¿Es posible ser una buena hija?

Ya no tengo idea de si era una buena hija.

Me parece que las buenas hijas habrían insistido en que sus padres mayores se mudaran con ellas o, al menos, pasarían la mayor parte del tiempo haciendo sopas y cambiando sábanas. En vez de eso, llamé todas las noches, me registré y fui a visitarlo una vez cada dos semanas más o menos.

Mi hermano estaba allí mucho más a menudo, en parte porque vivía a solo veinte minutos de Brooklyn, pero principalmente porque había asistido a la ocasión y aceptó la responsabilidad del día a día de la existencia de mi padre cuando murió, hace tres años, de lo que mi padre llamó la "trifecta": epilepsia, Parkinson y cáncer.

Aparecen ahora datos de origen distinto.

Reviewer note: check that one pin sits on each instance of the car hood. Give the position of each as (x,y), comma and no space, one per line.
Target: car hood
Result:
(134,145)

Mi hermano hizo la mayor parte del trabajo, llevándolo desde la calle 17 hasta el centro oncológico NYU en la calle 34 porque mi padre estaba demasiado arrugado, su cuerpo demasiado rígido, su miedo al dolor físico demasiado grande, para que lo subieran a un taxi. Fue mi hermano quien lo tomó por quimioterapia y radiación, haciendo diecisiete la caminata en silla de ruedas en la nieve, bajo la lluvia, antes de que saliera el sol, como si mi padre fuera una carta que mi hermano, el audaz cartero postal tuvo que entregar.

La parte que mi padre odiaba más por estar en la Fuerza Aérea del Ejército en la Segunda Guerra Mundial no era que la gente le disparara, sino que alguien más tenía el derecho de decirle cuándo despertarse, irse a dormir o fumar. Al final de su vida, había asistentes de salud que se ocupaban de él y, por lo tanto, le indicaban cuándo comer, dormir y tomar su medicación. Séneca, el filósofo, dijo una vez: "A veces, al tratar de escapar de nuestro destino, saltamos a alcanzarlo". Mi padre, que nunca se volvió a casar después de que mi madre murió en 1974 porque no quería terminar en deuda con nadie, terminó siendo dependiente de todos.

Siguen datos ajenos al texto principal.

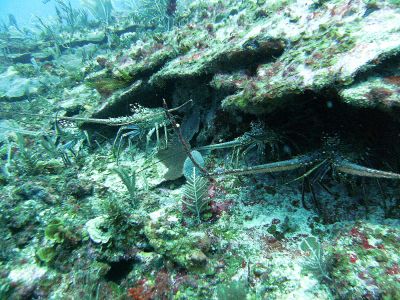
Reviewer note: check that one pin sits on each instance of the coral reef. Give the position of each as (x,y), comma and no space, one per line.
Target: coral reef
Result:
(201,150)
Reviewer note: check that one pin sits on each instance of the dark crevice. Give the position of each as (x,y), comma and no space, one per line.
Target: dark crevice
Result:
(119,270)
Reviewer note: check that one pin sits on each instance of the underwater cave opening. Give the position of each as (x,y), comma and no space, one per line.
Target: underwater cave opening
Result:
(119,270)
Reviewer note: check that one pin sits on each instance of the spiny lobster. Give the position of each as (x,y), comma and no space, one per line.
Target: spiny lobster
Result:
(258,137)
(319,163)
(143,119)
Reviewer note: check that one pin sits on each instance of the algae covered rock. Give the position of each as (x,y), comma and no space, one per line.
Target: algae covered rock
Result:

La última vez que fui a la ciudad a ver a mi papá, fue de 101 grados. Tenía una pequeña maleta que contenía lasaña congelada, que traje para tentar el apetito decreciente de mi padre. Mi hermano, mi padre y yo nos conocimos en la Universidad de Nueva York para poder hablar con el oncólogo.

Cuando estoy en Manhattan, generalmente tengo la sensación de que, sea lo que sea que esté haciendo, alguien más dentro de los treinta bloques está haciendo lo mismo.

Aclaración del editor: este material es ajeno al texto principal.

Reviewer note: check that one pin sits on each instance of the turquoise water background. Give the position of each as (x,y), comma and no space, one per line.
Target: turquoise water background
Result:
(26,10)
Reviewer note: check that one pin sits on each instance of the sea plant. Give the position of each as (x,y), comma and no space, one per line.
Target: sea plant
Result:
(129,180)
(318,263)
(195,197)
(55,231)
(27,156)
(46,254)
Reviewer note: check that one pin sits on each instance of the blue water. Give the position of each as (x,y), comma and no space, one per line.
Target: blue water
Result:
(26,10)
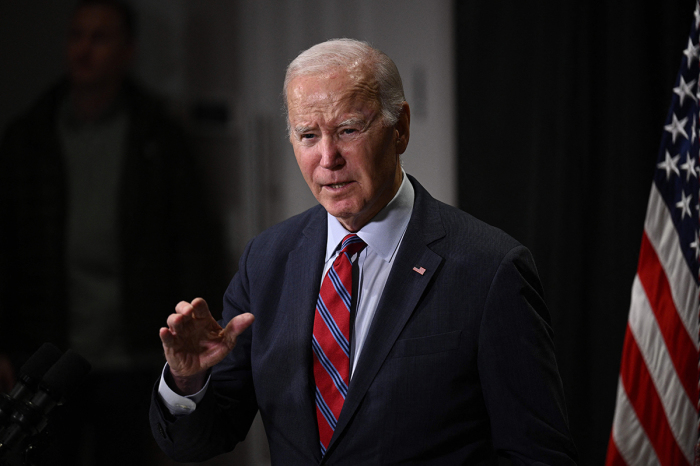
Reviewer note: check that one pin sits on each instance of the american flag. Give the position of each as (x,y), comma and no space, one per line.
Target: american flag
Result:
(656,416)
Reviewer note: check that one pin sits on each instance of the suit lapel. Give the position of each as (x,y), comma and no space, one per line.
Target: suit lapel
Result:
(401,294)
(303,277)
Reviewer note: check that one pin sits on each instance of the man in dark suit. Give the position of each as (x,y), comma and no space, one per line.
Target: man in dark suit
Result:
(451,358)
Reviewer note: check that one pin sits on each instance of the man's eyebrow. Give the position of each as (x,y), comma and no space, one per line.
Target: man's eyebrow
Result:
(353,122)
(302,129)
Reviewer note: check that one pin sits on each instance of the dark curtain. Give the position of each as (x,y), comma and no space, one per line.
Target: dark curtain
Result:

No ese día. Por una vez fui sui generis. Incluso en Manhattan, no había demasiadas mujeres de mediana edad llevando la lasaña congelada por la ciudad como una especie de ofrenda votiva a los dioses de la enfermedad y la vejez.

¿Sabes lo que es tratar con un ser querido que está muy enfermo?

Es como llevar a alguien a la estación de tren donde se supone que debes dejarlos, decir tus mejores despedidas y despedirte de la plataforma mientras se dirigen a la siguiente parte de su viaje.

Crees que sabes lo que va a pasar.

Pero tú no. Porque es como llegar a la estación y ver que su tren se ha retrasado. No sabes cuándo se irán y te sientas a esperar la partida, sin saber qué decir aparte de los comentarios habituales sobre si las maletas están bien empaquetadas, lo que disfrutaron de su visita y en qué piensan. hacia donde van.

Durante el último año de su vida, me senté junto a mi padre, mirando hacia el tablero de salidas para que ambos pudiéramos averiguar cuándo iba a subirse al tren.

No sé qué más hubiera hecho una buena hija, una mejor hija. Pero lo pienso, cerca del Día del Padre, y me pregunto.